LAS VEGAS – Skin manifestations of nutritional deficiencies are likely underrecognized, according to Dr. James Treat.
“If you can recognize them, they’re incredibly satisfying and simple to treat,” he said at a pediatric update sponsored by the American Academy of Pediatrics California District 9. “You don’t have to prescribe medications; you simply have to replete in most cases.”
At-risk populations include children and adolescents on restrictive diets for conditions ranging from autism spectrum disorders to extreme or overdiagnosed food allergy, and eating disorders. “There are also kids with metabolic diseases and genetic defects that can lead to nutritional deficiencies,” said Dr. Treat, a pediatric dermatologist at Children’s Hospital of Philadelphia.
Widespread, “flaking paint” dermatitis is a common hallmark of nutritional deficiency. Clinical patterns of typical eczema include antecubital fossae, popliteal fossae, and affected areas of the neck. If only the cheeks are involved in teething, the culprit is most likely irritation from drooling. “I call it drool dermatitis,” Dr. Treat said. “Food allergy leading to skin irritation and breakdown of the skin on the face is not the typical pattern of what food allergy does. Food allergy usually leads to more of a type 1 hypersensitivity where you get urticarial lesions or you get waxing, redness, or swelling.”

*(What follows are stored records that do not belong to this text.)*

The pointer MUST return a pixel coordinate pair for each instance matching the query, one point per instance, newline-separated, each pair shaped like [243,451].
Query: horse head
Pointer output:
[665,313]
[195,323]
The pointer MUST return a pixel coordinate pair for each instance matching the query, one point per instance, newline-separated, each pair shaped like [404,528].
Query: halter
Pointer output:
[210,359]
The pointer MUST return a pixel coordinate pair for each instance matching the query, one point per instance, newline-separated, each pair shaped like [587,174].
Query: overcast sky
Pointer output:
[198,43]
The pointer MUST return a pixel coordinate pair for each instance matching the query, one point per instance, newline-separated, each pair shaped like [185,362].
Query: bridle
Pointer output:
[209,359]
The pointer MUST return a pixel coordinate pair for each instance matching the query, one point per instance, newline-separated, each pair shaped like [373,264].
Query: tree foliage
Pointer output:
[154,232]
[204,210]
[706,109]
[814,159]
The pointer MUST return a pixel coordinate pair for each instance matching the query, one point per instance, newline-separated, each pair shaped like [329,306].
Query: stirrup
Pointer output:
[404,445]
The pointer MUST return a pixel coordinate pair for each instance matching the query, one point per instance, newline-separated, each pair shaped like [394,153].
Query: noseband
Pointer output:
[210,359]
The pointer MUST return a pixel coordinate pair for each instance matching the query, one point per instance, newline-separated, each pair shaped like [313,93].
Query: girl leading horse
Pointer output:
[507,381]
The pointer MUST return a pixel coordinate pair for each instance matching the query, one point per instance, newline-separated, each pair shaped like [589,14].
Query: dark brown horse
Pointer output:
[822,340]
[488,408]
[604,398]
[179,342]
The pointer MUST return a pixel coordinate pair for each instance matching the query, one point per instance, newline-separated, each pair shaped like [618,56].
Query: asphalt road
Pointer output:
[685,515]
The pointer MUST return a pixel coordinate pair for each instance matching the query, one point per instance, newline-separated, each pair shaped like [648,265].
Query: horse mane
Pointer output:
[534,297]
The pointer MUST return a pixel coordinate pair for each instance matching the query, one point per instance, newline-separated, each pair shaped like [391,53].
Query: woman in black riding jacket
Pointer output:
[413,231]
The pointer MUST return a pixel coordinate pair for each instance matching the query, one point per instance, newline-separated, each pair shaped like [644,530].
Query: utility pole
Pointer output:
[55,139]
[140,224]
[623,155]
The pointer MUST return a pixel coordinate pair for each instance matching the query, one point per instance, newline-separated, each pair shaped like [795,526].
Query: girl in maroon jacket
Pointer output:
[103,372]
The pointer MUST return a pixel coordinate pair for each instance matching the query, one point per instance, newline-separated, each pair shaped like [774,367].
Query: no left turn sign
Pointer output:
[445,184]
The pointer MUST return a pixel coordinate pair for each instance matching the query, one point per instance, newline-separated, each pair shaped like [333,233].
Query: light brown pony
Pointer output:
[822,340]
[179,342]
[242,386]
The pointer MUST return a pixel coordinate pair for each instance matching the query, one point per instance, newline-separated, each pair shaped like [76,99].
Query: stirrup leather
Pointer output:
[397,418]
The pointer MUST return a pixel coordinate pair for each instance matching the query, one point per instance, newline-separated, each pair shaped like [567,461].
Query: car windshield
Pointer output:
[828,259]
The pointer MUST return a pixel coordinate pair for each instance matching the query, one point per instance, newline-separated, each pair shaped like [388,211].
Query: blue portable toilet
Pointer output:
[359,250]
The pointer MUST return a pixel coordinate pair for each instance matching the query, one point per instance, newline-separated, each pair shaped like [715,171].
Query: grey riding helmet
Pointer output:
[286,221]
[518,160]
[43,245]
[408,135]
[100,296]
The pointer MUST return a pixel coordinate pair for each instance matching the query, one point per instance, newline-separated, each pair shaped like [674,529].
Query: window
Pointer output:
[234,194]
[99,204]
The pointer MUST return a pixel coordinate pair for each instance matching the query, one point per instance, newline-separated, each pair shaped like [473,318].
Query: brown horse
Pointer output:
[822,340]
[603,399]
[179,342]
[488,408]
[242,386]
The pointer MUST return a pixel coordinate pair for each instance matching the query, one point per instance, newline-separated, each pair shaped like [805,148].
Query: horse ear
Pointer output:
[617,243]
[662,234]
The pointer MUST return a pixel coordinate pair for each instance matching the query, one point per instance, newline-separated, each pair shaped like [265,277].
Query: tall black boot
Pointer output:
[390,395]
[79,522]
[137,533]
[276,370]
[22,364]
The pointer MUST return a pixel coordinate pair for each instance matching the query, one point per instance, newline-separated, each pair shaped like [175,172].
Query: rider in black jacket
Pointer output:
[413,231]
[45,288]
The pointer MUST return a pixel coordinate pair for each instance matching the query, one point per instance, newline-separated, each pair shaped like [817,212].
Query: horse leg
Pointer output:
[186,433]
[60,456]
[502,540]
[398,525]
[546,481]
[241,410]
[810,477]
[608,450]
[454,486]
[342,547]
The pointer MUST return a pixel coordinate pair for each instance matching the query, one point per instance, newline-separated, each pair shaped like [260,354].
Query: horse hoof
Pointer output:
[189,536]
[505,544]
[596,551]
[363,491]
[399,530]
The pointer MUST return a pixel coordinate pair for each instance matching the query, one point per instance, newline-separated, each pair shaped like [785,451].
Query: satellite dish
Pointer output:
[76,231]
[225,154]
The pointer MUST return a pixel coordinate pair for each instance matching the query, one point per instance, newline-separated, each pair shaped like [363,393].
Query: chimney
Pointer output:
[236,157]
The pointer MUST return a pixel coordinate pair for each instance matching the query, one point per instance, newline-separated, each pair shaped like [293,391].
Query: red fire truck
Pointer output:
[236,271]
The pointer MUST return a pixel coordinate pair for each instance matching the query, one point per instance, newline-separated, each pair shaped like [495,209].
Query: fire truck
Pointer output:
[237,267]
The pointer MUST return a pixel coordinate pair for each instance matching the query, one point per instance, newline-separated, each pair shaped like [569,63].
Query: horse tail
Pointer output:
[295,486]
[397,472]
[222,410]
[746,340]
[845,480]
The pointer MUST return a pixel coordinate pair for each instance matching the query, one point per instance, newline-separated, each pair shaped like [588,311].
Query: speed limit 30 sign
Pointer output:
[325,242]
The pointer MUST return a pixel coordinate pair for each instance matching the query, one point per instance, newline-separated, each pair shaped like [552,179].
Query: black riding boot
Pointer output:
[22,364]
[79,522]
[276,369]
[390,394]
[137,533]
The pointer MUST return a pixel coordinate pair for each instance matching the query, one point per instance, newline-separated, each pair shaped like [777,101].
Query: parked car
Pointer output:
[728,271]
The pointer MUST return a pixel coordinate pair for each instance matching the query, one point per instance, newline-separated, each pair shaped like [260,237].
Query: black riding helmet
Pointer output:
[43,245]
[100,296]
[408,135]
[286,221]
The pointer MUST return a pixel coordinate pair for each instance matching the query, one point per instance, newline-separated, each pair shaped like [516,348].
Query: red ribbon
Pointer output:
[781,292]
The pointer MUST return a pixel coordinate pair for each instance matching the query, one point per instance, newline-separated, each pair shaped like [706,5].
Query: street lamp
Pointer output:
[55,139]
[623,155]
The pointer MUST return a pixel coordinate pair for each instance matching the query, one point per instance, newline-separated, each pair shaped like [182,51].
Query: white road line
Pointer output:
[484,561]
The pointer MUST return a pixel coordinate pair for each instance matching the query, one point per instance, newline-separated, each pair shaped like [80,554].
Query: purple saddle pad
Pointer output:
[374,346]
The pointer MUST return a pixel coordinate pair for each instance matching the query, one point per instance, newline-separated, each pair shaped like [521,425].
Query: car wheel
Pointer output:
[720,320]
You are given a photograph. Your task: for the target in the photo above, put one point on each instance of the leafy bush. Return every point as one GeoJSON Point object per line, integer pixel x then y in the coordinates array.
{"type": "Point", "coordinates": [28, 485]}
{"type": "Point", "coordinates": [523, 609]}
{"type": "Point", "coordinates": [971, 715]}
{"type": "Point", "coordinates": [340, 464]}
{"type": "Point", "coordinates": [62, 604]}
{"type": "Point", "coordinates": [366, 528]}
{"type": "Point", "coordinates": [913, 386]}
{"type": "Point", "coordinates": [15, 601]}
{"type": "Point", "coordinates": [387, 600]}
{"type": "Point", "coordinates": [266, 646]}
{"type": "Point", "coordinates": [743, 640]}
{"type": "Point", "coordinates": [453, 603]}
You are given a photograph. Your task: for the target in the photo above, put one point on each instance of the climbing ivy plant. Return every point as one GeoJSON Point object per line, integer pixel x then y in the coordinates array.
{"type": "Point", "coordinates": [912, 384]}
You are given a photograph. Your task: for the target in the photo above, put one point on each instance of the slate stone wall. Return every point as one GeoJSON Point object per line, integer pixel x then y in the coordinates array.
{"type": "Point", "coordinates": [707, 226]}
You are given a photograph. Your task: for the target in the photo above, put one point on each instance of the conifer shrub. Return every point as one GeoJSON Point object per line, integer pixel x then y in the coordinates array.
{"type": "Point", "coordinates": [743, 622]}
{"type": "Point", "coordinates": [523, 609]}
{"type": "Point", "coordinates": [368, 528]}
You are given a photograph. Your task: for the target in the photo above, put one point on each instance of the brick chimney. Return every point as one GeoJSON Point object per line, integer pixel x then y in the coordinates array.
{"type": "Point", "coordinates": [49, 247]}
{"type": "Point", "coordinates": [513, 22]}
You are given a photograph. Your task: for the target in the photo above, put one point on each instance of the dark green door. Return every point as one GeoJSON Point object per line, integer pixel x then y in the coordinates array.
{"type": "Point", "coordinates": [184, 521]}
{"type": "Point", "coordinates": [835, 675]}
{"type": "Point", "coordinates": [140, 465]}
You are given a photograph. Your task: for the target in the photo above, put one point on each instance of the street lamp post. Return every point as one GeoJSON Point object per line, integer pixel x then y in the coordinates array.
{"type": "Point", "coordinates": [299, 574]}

Food allergies are more common in children with atopic dermatitis, but they may not be the root cause of the atopic dermatitis. Skin prick testing and IgE food testing have excellent negative predictive value but limited positive predictive value, yielding high false-positive rates. “This matters, because we see kids who are labeled allergic to many foods based on large screening panels,” Dr. Treat said. “Some of them may be false positives, and it is difficult to tell for sure without corroborating parental history.” In fact, children can occasionally develop Kwashiorkor (protein deficiency) from parents restricting what they eat based on allergy-testing results if they are not taught to eat a rounded diet that is nutritionally replete while still avoiding their allergens.
If a child presents with eroded and crusted plaques defined by a “heaped-up” border, think zinc deficiency. The plaques can appear in the diaper area but also in the acral and perioral areas, with relative sparing of the upper lip. He used the mnemonic “diaper” in listing clinical clues: diaper, irritability, acral location, photosensitivity, erosive and crusted appearance, and response to topicals that is poor.
The work-up should consist of measuring zinc and alkaline phosphatase levels in the children. If the child is breastfeeding, Dr. Treat recommended checking zinc levels in the breast. “If mom is missing a zinc transporter in her breast, she can actually have normal zinc levels but not get them into breast milk,” he explained. “You can also have a child who’s missing the zinc transporter in their own gut, or you can have kids who are drinking milk a bit early and some of the zinc-binding proteins in the milk bind the zinc so that it doesn’t get absorbed.” Conditions to consider on your differential include cystic fibrosis or fructose/sucrose malabsorption.
“Kids with severe atopic dermatitis may need a little extra zinc,” he said. “We don’t usually replete it by giving them zinc, but we make sure they’re using appropriate formula or breast milk or that they’re taking a multivitamin with a little zinc in it. Anytime you turn the skin over consistently, you often need a lot of zinc.” Mimickers of zinc deficiency include biotinidase deficiency, methylmalonic acidemia, propionic acidemia, maple syrup urine disease, citrullinemia, and ornithine transcarbamylase deficiency.
Dr. Treat reported having no relevant financial disclosures.